Десять лет прошло с того вечера, а он все еще помнил спокойное и улыбающееся лицо, в рамке высокого окна и мелкого света заката, этой прекрасной молодой девушки, поправлявшей свои волосы, немного растрепавшиеся в игре с младшей сестрой, и шедшей к нему, прямо глядя на него ясными глазами, без малейшего кокетливого смущения. Он почувствовал к ней немедленно доверие и симпатию.
Однако, раз или два во время обеда, посреди разговора, Нуме показалось, что в выражении прекрасного профиля с чистым цветом лица его соседки пробегало минутами что-то высокомерное,-- очевидно, об этом-то и говорила тетушка Порталь и в этом заключалось сходство Розали с ее отцом. Но скоро слегка надутые, приоткрытые губки теряли свою высокомерную складку, холодный взгляд голубых глаз смягчался, и она выказывала доброжелательное внимание, ничуть не скрывая, что она удивлена и восхищена. Родившаяся и воспитанная в Париже, мадемуазель Лё-Кенуа всегда чувствовала в себе решительное отвращение к югу, произношение, нравы и пейзажи которого, виденные ею во время вакационных поездок, были ей одинаково антипатичны.

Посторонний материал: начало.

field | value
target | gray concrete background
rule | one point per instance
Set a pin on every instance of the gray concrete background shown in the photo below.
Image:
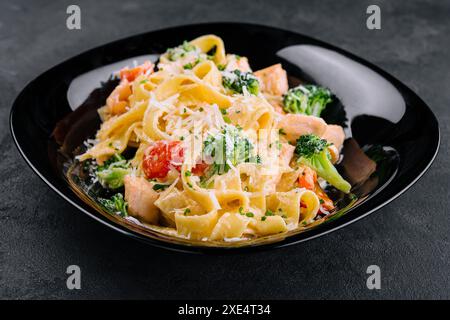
(40, 234)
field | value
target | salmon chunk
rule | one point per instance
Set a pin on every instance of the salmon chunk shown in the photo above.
(295, 125)
(240, 63)
(141, 197)
(273, 80)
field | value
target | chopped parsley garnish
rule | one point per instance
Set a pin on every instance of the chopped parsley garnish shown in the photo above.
(113, 171)
(236, 81)
(116, 205)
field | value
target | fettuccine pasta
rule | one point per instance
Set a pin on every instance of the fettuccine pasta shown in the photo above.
(203, 147)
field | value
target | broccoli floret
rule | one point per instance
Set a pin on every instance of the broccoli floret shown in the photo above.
(312, 151)
(113, 171)
(116, 205)
(310, 100)
(237, 80)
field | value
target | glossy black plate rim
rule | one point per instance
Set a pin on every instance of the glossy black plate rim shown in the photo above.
(371, 205)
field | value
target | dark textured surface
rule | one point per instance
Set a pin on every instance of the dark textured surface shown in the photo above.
(40, 234)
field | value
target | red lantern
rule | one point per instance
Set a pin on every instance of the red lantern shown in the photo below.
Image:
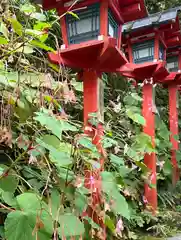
(145, 43)
(91, 31)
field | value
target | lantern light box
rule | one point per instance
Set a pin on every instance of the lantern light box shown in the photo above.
(93, 36)
(145, 43)
(172, 63)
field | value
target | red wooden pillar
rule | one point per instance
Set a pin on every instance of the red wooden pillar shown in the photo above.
(150, 159)
(173, 118)
(93, 103)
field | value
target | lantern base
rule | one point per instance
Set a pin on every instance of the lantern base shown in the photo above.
(101, 55)
(140, 72)
(172, 77)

Это был какой-то расовый инстинкт, и это служило предлогом для нежных споров между матерью и дочерью.
-- Я никогда не выйду замуж за южанина, -- говаривала Розали, смеясь, и она представляла его себе шумным, грубым и пустым, чем-то в роде оперного тенора или виноторговца из Бордо с выразительным и правильным лицом. Руместан несомненно походил немного на это ясное представление насмешливой парижанки, но его задушевное красноречие и музыкальный голос, под впечатлением окружавшей его атмосферы симпатии, приобретали неотразимую силу, экзальтируя его и придавая его лицу миловидность. После отдельных интимных разговоров в полголоса между соседями за столом, этих закусок разговора, обходящих стол вместе с маринадами и икрой, болтовня стала общей. Все заговорили о последних праздниках в Компьене и костюмированных охотах, на которых приглашенные выступали в костюмах времен Людовика XV. Нума, знавший либеральные идеи Лё-Кенуа, пустился в великолепную, почти пророческую импровизацию, описал этот двор, одетый фигурантами из цирка, этих наездниц и конюхов, едущих верхом под покрытым грозовыми облаками небом, загоняющих оленя посреди молний и отдаленных перекатов грома; затем, в самый разгар праздника, струи проливного дождя, потопляющего финал охоты, весь этот монархический карнавал, кончавшийся в лужах крови и грязи!..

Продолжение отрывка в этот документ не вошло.